Now I can get Nick to come pretty well anywhere with me if I'm willing to ride there. He's begun asking me "So, where are we riding this weekend" and I've been prepared with a list of interesting places to go.
Which brings me to today's topic -- our visit to The Distillery District, a week ago Saturday.
While I've taken the streetcar there in the wintertime, for the Christmas Market (previously written about here and here), I'd never visited in the summer before. It's located to the east of the city core, while we're over here on the west, so it just wasn't a place that we would previously have driven to, or taken public transit to, in the past. But biking over was a breeze.
Admittedly, I'm extremely tardy to The Distillery District party, but better late than never. What a pretty place it is!

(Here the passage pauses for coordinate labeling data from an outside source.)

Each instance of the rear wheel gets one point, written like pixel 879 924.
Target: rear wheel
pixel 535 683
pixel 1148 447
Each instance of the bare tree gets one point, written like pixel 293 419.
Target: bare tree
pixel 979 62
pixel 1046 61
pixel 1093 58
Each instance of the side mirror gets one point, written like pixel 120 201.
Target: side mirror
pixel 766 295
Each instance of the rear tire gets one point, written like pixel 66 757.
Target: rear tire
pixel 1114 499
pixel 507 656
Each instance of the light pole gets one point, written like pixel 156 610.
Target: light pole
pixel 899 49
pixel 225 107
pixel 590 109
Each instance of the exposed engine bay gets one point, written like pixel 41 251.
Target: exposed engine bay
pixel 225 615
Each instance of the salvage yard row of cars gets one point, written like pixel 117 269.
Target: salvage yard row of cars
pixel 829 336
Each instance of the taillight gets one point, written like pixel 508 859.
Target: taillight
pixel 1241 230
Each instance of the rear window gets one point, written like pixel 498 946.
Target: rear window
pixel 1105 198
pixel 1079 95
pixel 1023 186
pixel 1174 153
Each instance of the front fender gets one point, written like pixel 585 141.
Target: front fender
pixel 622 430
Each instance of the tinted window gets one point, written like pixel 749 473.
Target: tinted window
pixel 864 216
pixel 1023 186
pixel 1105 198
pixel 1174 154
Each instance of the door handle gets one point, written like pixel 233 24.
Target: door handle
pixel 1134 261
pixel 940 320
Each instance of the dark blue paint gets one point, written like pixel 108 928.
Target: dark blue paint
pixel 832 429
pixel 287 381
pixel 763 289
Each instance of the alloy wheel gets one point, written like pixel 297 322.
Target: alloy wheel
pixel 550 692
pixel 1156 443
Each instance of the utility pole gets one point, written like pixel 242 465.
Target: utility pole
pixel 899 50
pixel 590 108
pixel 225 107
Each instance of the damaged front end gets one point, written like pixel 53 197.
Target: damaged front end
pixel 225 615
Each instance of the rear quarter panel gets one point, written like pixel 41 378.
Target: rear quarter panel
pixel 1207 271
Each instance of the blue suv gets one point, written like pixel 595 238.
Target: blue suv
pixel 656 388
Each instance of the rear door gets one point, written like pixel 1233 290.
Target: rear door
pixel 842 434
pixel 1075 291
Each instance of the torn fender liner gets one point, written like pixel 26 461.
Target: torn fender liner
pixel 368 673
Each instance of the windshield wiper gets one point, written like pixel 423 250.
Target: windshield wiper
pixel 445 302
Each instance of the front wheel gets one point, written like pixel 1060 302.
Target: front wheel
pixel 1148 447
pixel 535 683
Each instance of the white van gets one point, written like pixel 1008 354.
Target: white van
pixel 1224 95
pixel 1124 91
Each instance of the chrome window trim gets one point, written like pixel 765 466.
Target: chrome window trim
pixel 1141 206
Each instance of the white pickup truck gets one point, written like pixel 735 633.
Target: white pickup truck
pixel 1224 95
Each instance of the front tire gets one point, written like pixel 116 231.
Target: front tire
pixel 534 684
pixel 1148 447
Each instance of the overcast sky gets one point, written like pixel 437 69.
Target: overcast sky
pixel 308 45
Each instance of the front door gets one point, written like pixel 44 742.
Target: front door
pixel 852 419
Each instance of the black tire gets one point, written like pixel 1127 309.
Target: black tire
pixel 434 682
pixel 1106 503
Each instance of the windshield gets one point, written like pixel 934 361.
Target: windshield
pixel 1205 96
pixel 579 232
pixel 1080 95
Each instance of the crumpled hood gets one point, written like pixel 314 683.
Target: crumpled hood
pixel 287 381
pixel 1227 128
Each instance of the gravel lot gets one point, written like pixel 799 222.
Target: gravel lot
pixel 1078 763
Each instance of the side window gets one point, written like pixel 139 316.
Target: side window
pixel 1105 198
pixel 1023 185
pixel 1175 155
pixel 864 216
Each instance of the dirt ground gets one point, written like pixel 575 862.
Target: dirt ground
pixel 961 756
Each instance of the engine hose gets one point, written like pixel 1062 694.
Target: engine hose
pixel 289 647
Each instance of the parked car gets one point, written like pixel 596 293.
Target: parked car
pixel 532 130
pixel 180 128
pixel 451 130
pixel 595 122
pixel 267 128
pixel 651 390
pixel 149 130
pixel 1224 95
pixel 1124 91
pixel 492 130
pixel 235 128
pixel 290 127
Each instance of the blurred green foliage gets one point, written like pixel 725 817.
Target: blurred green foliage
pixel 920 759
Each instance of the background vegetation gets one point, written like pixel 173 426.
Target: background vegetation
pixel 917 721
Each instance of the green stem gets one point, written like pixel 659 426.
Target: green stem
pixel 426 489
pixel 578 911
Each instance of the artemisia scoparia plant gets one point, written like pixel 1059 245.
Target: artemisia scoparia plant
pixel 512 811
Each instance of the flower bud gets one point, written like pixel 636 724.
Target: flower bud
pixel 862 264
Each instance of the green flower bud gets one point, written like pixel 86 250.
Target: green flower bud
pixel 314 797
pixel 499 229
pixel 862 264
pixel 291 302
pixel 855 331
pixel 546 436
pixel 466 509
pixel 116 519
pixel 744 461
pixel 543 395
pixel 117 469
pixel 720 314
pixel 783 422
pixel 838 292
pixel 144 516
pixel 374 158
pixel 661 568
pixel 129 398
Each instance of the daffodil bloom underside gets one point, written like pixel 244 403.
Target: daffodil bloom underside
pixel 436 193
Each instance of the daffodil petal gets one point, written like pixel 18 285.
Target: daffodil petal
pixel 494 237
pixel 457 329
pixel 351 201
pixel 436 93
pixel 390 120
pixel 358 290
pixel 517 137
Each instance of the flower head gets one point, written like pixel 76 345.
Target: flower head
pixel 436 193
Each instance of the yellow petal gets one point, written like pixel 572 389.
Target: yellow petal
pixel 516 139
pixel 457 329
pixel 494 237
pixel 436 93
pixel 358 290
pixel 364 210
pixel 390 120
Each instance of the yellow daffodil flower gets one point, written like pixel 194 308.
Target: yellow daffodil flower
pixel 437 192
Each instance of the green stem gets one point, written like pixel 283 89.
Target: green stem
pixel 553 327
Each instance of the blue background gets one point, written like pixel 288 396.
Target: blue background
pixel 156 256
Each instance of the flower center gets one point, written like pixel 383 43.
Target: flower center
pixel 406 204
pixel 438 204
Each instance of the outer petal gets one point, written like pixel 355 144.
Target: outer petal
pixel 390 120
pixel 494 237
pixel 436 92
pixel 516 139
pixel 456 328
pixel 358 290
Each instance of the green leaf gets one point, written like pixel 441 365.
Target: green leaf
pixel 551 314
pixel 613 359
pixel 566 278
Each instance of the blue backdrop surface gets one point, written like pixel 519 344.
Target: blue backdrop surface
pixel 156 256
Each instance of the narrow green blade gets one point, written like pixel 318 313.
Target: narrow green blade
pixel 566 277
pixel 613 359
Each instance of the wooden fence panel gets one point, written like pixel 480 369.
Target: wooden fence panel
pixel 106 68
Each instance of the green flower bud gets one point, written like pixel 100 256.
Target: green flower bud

↑ "The seeds of Canada's largest 19th-century distilling firm were sown in 1837 when a still was set up on this site to convert surplus grain from an 1832 grist mill into whisky. Exploiting new technologies and commercial opportunities, Gooderham and Worts grew steadily, parallelling Toronto's rise as a manufacturing centre. With the large stone distillery erected in 1859-61 and brick malthouse, kilns, warehouses, shops and offices built before 1900, this complex is an outstanding example of Victorian industrial design in terms of integrity historical associations and aesthetic qualities." ↑
We had lunch at The Mill Street Brewery. I had an original twist on Eggs Benedict, which I see on their menu, is not their usual way of making it. The version I had included wilted greens, a cheese biscuit and a light touch with the Hollandaise Sauce, and was really good. Maybe it was a Daily special? Nick had the burger and fries, which he said were very nice. we also each had a glass of beer that had been brewed right there
Their calendar indicates that, in addition to having the opportunity to walk the cobblestone pathways, admire the beautiful old buildings, shop in the local independent shops, and enjoy the bars and restaurants, there is something special going on in The Distillery District pretty well all the time!
While we were there, there was an artist/artisan festival on. Drawing from talent from all over Ontario, ArtFest Ontario travels to different locations within the province. It is clearly a well-curated market featuring high quality art and handmade things.
↑ We very much enjoyed the Latin music skillfully performed by Farrucas Duo. ↑
↑ Photographer, Melissa of Kristensen Smith with some of her pieces, many printed on reclaimed wood, giving them such an interesting and unique look. ↑
↑ This artisan from Philamain made these beautiful bags. ↑
↑ By Toronto artist, Tony Taylor. ↑
↑ Nick was drawn to this booth of gourmet condiments by Cook's Gourmet as though a magnet had pulled him over. ↑
↑ "Stone and Hide" is the booth of multi-talented artist Ivan. ↑
↑ There are more historic buildings just beyond the boundaries of The Distillery District that are yet to be restored. I wonder what they'll become. ↑
As for getting back to posting about other types of things, I plan to get there and certainly have stuff to show you, including a bunch of thrifted things that I love, a crocheted piece, and a couple of recipes. But before those make an appearance, I do still have a bit of a backlog of "outs and abouts" to report on. I hope you'll stick with me!
Thank you very much for reading. I hope you have a great weekend.